Adventures in Ethics and Science

For those of you who have heard me issue calls for dialogue (not debate) on the subject of research with non-human animals — especially if you’re in the Los Angeles area — I’m pleased to announce that there’s an event coming up in February that’s aimed at fostering just such a dialogue, in the three-dimensional world. Here’s the announcement:

Save the date!

Perspectives on the Science and Ethics of Animal-Based Research

UCLA, Covel Commons, 6pm-8:30pm, February 16th, 2010

With the goal of opening an on-going dialogue between individuals who are in favor or opposed to the use of animals in biomedical research, Bruins for Animals and Pro-Test for Science will be hosting a panel discussion on this complex topic. The
event is open to those who want to engage in a civil, intellectually honest discussion on issues about which people hold passionate, differing opinions.

Three panelists on each side will briefly present their personal views on the topic, followed by moderator-driven discussion that will be responsive to questions submitted by the audience.

The event will be moderated by David Lazarus of the Los Angeles Times.

The panel participants are:

Janet D. Stemwedel, Ph.D.
Associate Professor of Philosophy, San Jose State University.

Professor Stemwedel will discuss her views about the ethical issues around animal use in scientific research.

Ray Greek, M.D.
President of Americans for Medical Advancement

Dr. Greek will discuss his views about the use of animals to predict human response.
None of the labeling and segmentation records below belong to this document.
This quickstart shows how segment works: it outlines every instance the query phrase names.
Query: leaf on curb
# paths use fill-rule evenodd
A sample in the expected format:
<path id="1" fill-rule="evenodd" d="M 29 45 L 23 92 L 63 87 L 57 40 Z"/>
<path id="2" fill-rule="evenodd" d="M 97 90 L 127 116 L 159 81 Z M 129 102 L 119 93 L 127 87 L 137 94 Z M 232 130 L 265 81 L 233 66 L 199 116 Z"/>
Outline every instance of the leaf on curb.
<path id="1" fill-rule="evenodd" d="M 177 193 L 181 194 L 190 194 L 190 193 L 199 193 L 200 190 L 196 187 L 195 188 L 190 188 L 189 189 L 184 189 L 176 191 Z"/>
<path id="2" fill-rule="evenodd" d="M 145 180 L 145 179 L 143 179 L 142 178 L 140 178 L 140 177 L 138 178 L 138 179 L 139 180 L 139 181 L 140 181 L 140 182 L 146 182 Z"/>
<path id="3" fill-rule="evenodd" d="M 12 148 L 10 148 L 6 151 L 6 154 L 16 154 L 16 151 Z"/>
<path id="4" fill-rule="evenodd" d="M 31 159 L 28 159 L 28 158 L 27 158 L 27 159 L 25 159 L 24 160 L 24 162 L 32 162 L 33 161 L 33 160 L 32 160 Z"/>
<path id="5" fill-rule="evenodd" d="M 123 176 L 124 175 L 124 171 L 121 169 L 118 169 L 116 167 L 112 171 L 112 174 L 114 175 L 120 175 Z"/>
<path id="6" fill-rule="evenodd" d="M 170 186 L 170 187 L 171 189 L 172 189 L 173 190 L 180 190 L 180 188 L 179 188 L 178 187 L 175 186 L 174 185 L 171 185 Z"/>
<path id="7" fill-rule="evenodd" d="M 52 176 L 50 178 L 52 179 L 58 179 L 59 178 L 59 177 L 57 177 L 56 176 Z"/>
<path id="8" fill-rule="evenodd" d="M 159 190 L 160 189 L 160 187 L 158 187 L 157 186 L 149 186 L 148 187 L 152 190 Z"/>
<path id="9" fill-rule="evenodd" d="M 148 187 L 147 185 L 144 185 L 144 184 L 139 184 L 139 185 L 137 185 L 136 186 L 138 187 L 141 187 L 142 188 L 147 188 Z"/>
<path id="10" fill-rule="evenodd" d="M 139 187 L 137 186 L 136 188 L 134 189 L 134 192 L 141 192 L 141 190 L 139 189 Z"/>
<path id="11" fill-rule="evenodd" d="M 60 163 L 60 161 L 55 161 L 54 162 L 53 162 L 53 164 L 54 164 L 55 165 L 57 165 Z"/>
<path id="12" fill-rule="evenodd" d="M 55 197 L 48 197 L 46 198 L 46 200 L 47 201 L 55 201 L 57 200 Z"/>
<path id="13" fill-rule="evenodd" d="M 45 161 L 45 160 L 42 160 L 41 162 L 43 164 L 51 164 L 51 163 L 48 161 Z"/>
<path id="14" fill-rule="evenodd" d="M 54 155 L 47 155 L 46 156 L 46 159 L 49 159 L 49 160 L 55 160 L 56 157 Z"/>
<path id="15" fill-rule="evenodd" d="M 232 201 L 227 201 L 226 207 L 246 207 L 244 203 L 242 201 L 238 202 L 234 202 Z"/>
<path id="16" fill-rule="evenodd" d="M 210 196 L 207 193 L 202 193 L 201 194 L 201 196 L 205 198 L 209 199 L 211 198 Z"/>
Colin Blakemore, FMedSci FRS
Professor of Neuroscience, Oxford University
   
Professor Blakemore will discuss  his views on the role of animal research in medicine and public health.
Lawrence Hansen, M.D.
Professor of Neurosciences and Pathology, University of California, San Diego
   
Dr. Hansen will discuss his views about the use of animals in basic research.
Dario L. Ringach, Ph.D.
Professor of Neurobiology and Psychology, University of California, Los Angeles
   
Professor Ringach will present is views on the role of basic science in driving medical advancement and knowledge.
Robert Jones, Ph.D.
Assistant Professor, Department of Philosophy, California State University, Chico
   
Professor Jones will discuss the philosophical and ethical implications of using nonhuman animals as subjects in medical and
scientific research.

Admission is open to ticketed individuals only.  For information on requesting tickets, please check our websites at
http://bruinsforanimals.org/ and http://www.pro-test-for-science.org

Of course, doing dialogue is challenging, so I can’t promise that this one will be perfect. But I reckon it might be a serious step in the right direction.

Comments

  1. #1 padraig
    December 11, 2009

    Kudos to you for doing this. It’s a tough call whether debates and dialogues in and of themselves legitimize AR extremism, but engaging in civilized dialogue on the issue defuses one of their better talking points.

    I think you are seen as a reasonable person by both sides, and that your participation will help keep the conversation on point and civil.

    (Plus I think you’re gonna eat Ray Greek’s lunch.) ;)

  2. #2 jchowning
    December 11, 2009

    Will you tape this? I would love to see it! Hopefully there will at least be a transcript.

  3. #3 Kenny Easwaran
    December 11, 2009

    This sounds great. I’ll try to see if I can make it, but it looks like it might either be while I’m in Chicago for the APA or teaching my seminar the day before.

    Am I misunderstanding who some of these participants are, or does this look like it will be a largely pro-test group?

  4. #4 David Jentsch
    December 14, 2009

    The 6 panelists represent what we believe is a reasonable sampling of the full range of ideas and feelings about animal research. Three participants are supportive of some use of animals in scientifically-valid, regulated research programs. Three participants are more critical of the scientific validity of animal research or of its ethical basis. The participants and audience will therefore be primed to bring multiple perspectives to bear in this dialogue.